1. The Consolidation: From Multiple Sections to One
In the 1961 Act, presumptive schemes were scattered. The 2025 Act brings them under one roof (Section 58), simplifying the legal structure while retaining the core benefits for small taxpayers.
Quick Comparison: Thresholds and Rates
| Category | Old Provision (1961 Act) | New Provision (2025 Act) | Presumptive Rate |
| Small Business | Section 44AD | Sec 58(2) Sl. No. 1 | 6% (Digital) / 8% (Cash) |
| Professionals | Section 44ADA | Sec 58(2) Sl. No. 3 | 50% of Gross Receipts |
| Transporters | Section 44AE | Sec 58(2) Sl. No. 2 | ₹1,000/ton or ₹7,500/month |
2. Key Refinements in the 2025 Act
While the rates look familiar, the 2025 Act introduces several “fine print” changes that every taxpayer must know:
The “Cash” Definition (Section 58(9)): The new Act explicitly states that any payment received via a cheque or bank draft that is not account payee will be deemed as cash. This is crucial for businesses aiming for the higher ₹3 Crore turnover threshold.
The “Higher of Two” Rule: Section 58(2) formalizes that you must declare either the presumptive rate or the profit actually earned—whichever is higher. This prevents taxpayers from hiding high-margin profits under the guise of the presumptive percentage.
Depreciation Treatment: You don’t get to “save” depreciation for later. Section 58(6) mandates that the Written Down Value (WDV) of your assets will be reduced every year as if you had claimed depreciation.
3. The “Audit Trap”: Opting Out & The 5-Year Lock-in
One of the most misunderstood areas is the consequence of opting out of the presumptive scheme. The 2025 Act (under Section 58(7) and (8)) maintains a strict stance on consistency.
The 5-Year Bar
If an “Eligible Assessee” (Business owner) opts for the presumptive scheme in Year 1 but decides to file as per “Actual Profits” (Regular mode) in any of the next 5 years, they are barred from returning to the presumptive scheme for the subsequent 5 years.
Mandatory Audit Requirements
Under the 1961 Act (Section 44AD(4)), breaking the cycle triggered a mandatory audit. The 2025 Act clarifies this in Section 58(8):
If you are within that 5-year “penalty” period and your total income exceeds the basic exemption limit, you must:
Maintain detailed Books of Accounts (Section 62).
Get a Tax Audit done (Section 63).
Note: Unlike businesses, Professionals (Sl. No. 3) and Transporters (Sl.
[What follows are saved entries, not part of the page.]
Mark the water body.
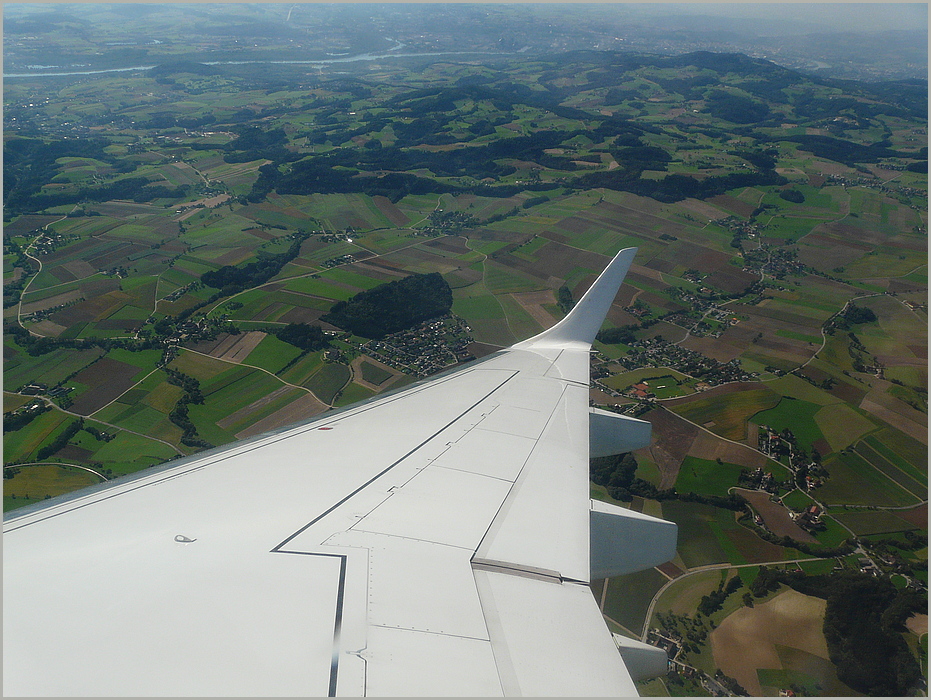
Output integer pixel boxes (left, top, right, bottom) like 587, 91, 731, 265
4, 45, 517, 79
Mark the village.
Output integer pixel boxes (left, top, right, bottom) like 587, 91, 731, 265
360, 314, 475, 377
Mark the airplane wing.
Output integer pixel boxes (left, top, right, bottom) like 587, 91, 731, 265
4, 247, 677, 697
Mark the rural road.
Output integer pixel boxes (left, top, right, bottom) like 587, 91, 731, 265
638, 555, 826, 643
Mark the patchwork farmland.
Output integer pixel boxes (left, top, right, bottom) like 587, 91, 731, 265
3, 9, 926, 694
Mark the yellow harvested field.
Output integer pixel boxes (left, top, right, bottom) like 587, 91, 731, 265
711, 589, 829, 696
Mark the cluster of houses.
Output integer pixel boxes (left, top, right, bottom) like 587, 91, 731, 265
29, 230, 70, 257
740, 466, 779, 494
18, 384, 70, 399
791, 504, 823, 529
322, 253, 356, 268
362, 315, 474, 377
757, 426, 824, 491
626, 382, 652, 399
826, 173, 927, 210
611, 337, 756, 387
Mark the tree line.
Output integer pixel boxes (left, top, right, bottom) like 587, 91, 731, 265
761, 567, 926, 696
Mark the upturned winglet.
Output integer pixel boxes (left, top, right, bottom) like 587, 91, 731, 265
515, 247, 637, 349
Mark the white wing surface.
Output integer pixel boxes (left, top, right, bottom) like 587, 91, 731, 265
4, 247, 676, 697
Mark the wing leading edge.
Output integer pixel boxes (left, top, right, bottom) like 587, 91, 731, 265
4, 246, 676, 696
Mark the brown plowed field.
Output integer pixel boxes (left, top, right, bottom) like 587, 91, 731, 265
711, 589, 850, 697
62, 260, 98, 278
213, 247, 256, 266
735, 488, 818, 542
372, 196, 410, 226
185, 333, 233, 356
644, 257, 676, 274
466, 341, 500, 359
570, 274, 597, 300
677, 198, 728, 220
20, 290, 85, 315
826, 379, 866, 405
641, 407, 699, 488
860, 396, 928, 444
233, 392, 328, 439
3, 215, 59, 236
57, 445, 95, 461
217, 331, 266, 363
605, 306, 640, 328
510, 290, 558, 330
68, 358, 141, 415
709, 194, 756, 218
681, 334, 745, 363
88, 242, 149, 268
657, 561, 684, 578
422, 237, 471, 255
499, 239, 610, 281
689, 430, 768, 469
629, 264, 666, 283
217, 385, 292, 429
347, 261, 409, 281
742, 304, 825, 329
279, 307, 329, 325
93, 201, 165, 217
888, 278, 927, 294
707, 266, 758, 294
590, 388, 621, 405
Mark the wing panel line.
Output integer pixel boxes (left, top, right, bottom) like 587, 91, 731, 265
270, 373, 518, 697
270, 370, 518, 552
470, 382, 570, 566
264, 550, 347, 697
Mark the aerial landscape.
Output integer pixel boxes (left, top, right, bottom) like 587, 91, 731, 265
3, 3, 927, 696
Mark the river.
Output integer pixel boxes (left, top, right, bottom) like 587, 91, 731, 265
4, 45, 520, 79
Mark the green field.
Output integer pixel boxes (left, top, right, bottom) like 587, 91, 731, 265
675, 457, 745, 498
816, 451, 920, 508
4, 464, 103, 511
307, 363, 351, 404
334, 381, 377, 407
651, 568, 724, 619
600, 566, 669, 636
831, 510, 919, 536
359, 361, 393, 385
750, 396, 826, 451
3, 409, 72, 464
671, 388, 781, 442
243, 334, 303, 374
602, 368, 693, 395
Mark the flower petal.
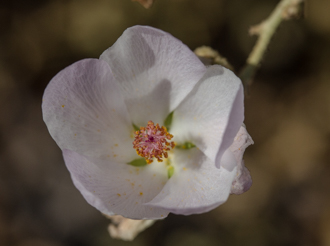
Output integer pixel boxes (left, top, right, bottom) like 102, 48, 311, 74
100, 25, 206, 127
145, 148, 237, 215
63, 149, 169, 220
42, 59, 137, 163
171, 65, 244, 168
230, 160, 252, 195
229, 125, 254, 163
229, 125, 254, 194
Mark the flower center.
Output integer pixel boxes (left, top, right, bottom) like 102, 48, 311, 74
133, 120, 175, 164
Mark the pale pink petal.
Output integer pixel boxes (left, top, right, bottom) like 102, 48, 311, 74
42, 59, 137, 163
100, 25, 206, 127
63, 150, 169, 220
170, 65, 244, 168
230, 160, 252, 195
145, 148, 237, 215
229, 125, 254, 194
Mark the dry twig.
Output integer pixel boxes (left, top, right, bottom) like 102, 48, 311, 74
240, 0, 304, 92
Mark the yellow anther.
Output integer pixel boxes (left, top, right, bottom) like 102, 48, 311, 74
132, 120, 175, 164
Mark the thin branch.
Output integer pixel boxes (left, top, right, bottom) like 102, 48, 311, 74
194, 46, 234, 71
239, 0, 303, 92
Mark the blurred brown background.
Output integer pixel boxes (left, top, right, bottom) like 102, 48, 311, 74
1, 0, 330, 245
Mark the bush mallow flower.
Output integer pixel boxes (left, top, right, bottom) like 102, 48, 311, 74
42, 25, 253, 220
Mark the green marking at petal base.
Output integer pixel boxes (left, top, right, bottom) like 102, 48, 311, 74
167, 166, 174, 179
175, 142, 196, 149
128, 158, 147, 167
132, 123, 140, 131
164, 111, 174, 130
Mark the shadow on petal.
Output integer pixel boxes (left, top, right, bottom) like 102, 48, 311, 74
126, 79, 172, 127
219, 149, 236, 172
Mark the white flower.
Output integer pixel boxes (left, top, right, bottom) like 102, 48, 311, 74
42, 26, 253, 220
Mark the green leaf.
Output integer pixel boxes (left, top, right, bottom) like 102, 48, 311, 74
175, 142, 196, 149
167, 166, 174, 179
132, 123, 140, 131
164, 111, 174, 130
127, 158, 147, 167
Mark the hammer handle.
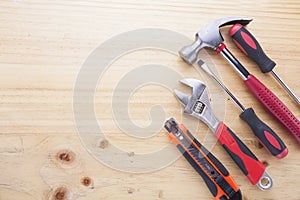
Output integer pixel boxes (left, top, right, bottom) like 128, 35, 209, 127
229, 24, 276, 73
244, 75, 300, 144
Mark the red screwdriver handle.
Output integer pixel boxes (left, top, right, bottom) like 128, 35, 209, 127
229, 24, 276, 73
244, 75, 300, 144
240, 108, 288, 158
215, 121, 266, 185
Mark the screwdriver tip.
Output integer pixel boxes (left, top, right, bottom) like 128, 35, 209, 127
197, 59, 214, 77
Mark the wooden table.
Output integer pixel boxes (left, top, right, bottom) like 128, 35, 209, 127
0, 0, 299, 199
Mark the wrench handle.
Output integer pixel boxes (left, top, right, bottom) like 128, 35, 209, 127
215, 121, 266, 185
240, 108, 288, 158
229, 24, 276, 73
244, 75, 300, 144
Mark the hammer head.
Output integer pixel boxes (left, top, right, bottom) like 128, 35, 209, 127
179, 16, 252, 64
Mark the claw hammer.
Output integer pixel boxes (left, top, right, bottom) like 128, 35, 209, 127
179, 16, 300, 144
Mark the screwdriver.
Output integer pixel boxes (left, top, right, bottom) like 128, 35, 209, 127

No. 2) generally do not face this 5-year lock-in restriction, though they still require an audit if they claim profits lower than the prescribed limits.
4. Summary: Who Can Benefit?
To qualify as an “Eligible Assessee” under the new Act for the general business scheme, you must:
Be a Resident Individual, HUF, or Partnership Firm (strictly not an LLP).
Not have claimed certain deductions (like Section 144 or Chapter VIII-C).
Not earn income from commission, brokerage, or agency business.
Final Word
The Income Tax Act, 2025, rewards consistency. The presumptive scheme is designed to make life easier, but “jumping in and out” of the scheme can lead to a decade-long compliance headache involving mandatory audits and book-keeping.